Higher Wheat Yields Key to Improvement

CANADA - Manitoba Pork Council says achieving higher wheat yields is key to improving the competitive position of Canadian livestock producers compared to their U.S. counterparts, writes Bruce Cochrane.
calendar icon 22 July 2008
clock icon 3 minute read

The start of the new crop year will see the elimination of kernel visual distinguishability as a registration criterion and grading tool for western Canadian wheat and the introduction of a new Canada Western General Purpose class.

Livestock producers are hoping the changes will allow development of higher yielding wheat varieties suited for livestock and ethanol production.

Manitoba Pork Council chair Karl Kynoch says, with feed grain and transportation costs on the rise, any yield improvements will help.

Karl Kynoch-Manitoba Pork Council

As you know the corn prices were going up and up and any of the corn that was coming in, it did get as high as eight dollars a bushel to bring corn in so that was getting very costly.
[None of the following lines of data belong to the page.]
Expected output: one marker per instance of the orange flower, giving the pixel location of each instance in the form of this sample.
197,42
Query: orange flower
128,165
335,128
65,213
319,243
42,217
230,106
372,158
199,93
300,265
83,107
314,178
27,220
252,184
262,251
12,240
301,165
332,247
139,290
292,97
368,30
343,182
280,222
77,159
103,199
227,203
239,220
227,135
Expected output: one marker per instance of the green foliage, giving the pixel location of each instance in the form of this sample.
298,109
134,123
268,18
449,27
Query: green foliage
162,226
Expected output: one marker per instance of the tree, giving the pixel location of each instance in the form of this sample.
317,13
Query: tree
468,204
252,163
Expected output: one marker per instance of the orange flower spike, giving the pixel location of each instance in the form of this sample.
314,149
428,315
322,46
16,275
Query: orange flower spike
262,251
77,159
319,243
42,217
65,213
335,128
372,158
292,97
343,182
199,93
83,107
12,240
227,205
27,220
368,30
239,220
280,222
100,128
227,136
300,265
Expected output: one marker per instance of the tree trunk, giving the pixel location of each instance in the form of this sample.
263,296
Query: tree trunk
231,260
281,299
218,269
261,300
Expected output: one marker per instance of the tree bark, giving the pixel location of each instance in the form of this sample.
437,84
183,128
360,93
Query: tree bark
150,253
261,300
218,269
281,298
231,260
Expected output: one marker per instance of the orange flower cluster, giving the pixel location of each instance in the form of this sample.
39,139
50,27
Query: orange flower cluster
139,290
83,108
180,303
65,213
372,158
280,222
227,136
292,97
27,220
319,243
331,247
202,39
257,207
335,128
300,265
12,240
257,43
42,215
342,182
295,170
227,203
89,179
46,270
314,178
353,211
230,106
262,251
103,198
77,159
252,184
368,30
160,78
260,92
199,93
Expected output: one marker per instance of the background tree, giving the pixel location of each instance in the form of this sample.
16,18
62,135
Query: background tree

It was pushing the break even margins up very high on the hogs and producers were starting to hit heavier losses again.

The corn prices have dropped back a little bit but still there's a lot of nervousness in the industry of where these feed prices are going to go.

The first thing we're looking for is to get some high yields, to get some bushels there.

I know in the ethanol industry they're looking for starch and you always hear about the livestock industry looking for protein but we can add canola meal, we can add soy meal to adjust that protein around so we need to get some volume in there, need to get some bushels and reduce some of this freight cost on bringing the feed grains in.

So we're really looking forward to the breeders moving forward and getting some of these varieties moving and getting the higher yielding grains available for producers to use.

Kynoch concedes, while it will take time for the plant breeders to gear up their research to adjust to the changes, anytime we can increase yields, it will reduce the cost of bringing in feed for hogs.

He says the hog industry needs those higher yields now but he expects it to take two or three years to see some of the significant yield increases livestock producers are hoping for.